Just past Stella Point 5730m I meet some other members of the group and take a rest until we are all there and can reach the final summit together as a team. I sit down and try and eat something for energy but my mouth is so dry and I don’t even have the energy to chew, my cereal bar is frozen anyway. I could easily just go to sleep here.
We move off as a group to Uhuru Peak. I thought I was exhausted before, now I am even more so, maybe I shouldn’t have stopped. However, I am determined to make it, so trudge onwards, one foot in front of the other, it's like walking in quicksand. We are all doing and thinking the same. After what must be the longest hour in my life, I am finally standing next to the famous sign. It might all be a bit of a blur and my body is screaming at me, but I made it. We summited at approx. 0645.
There are hugs and tears at the top and suddenly the pain is all forgotten – until you try to move again of course. 19 of us, including Jenny and Geordie, have all made it to the Roof of Africa. We are all so proud of each other and a team photograph is in order. It’s fight to get your photo taken at the sign but we proudly hold up our Marie Curie banner thinking of our team mates further down the mountain and every person that has ever needed the care and support of this fantastic charity.
It’s stunning up here. The glaciers are huge; it’s a shame to think they are predicted to have disappeared by 2020, the sky is postcard perfect and the crater is immense. During the brief moment of taking it all I can just make out the curvature of the earth. But this beautiful environment is also a harsh one; I want to stay longer but we need to descend as fast as we can.
Battles have been won, now we need to get back down to Kibo, and then walk for another 4-5 hours on to the next camp at Horombo Hut before dusk.
I remember the summit perfectly, how can you not remember seeing something so out of this world, but coming down was a blur, it must have the lack of oxygen. We descended the way we came, but the scree was much looser due to the slight rise in temperature. Climbing back down the boulders at Gilmans Point I make the mistake I sitting down, I just want to sleep, I have nothing left to give.
A guide links arms with me and we scree run. I couldn’t have done it without him.
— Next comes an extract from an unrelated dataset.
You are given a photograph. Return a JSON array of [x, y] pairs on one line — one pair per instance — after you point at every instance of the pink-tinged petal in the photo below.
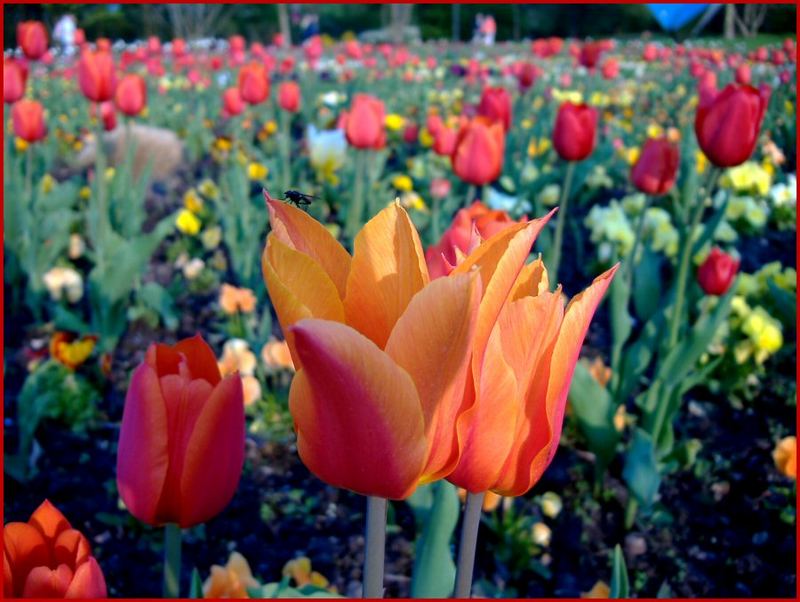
[[388, 269], [432, 341], [200, 358], [486, 429], [545, 404], [301, 232], [142, 455], [299, 288], [214, 454], [88, 582], [357, 414], [42, 582]]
We descend for what seems like hours, (I’m sure it wasn’t), but the camp wasn’t getting any closer. All I can think about is sleeping. I tell him I need a rest, there are rocks falling from above and someone nearby gets hit, he's ok but this highlights what a harsh environment we are in, I don’t care, my body is saying no and screaming at me to stop. It’s at this point that Geordie and Jenny catch up with me. Geordie gives me some food and Jenny gives me a steroid tablet. These start to kick in and I feel a bit better and start walking again.
I see other members of our team descending too, it’s good to see them. There are also a lot of others descending; all those headtorches from early this morning. Most also being helped by guides and no one looks happy or well.
Finally I reach Kibo, greeted by Lisa and her camera! Lisa has had strict instructions from Jenny to get me into the tent to rest; I’m not arguing, even if I had the strength to.
We’ve never felt complete exhaustion like that before; it takes every last bit of physical and emotional energy you have, and then all your reserves, and then some more. You would think the sense of achievement of getting to a summit would negate the exhaustion; it doesn’t, its overwhelming, but we are sure it will in a few days. It’s a strange and very personal feeling that is hard to convey to anyone other than those that have been through the same experience.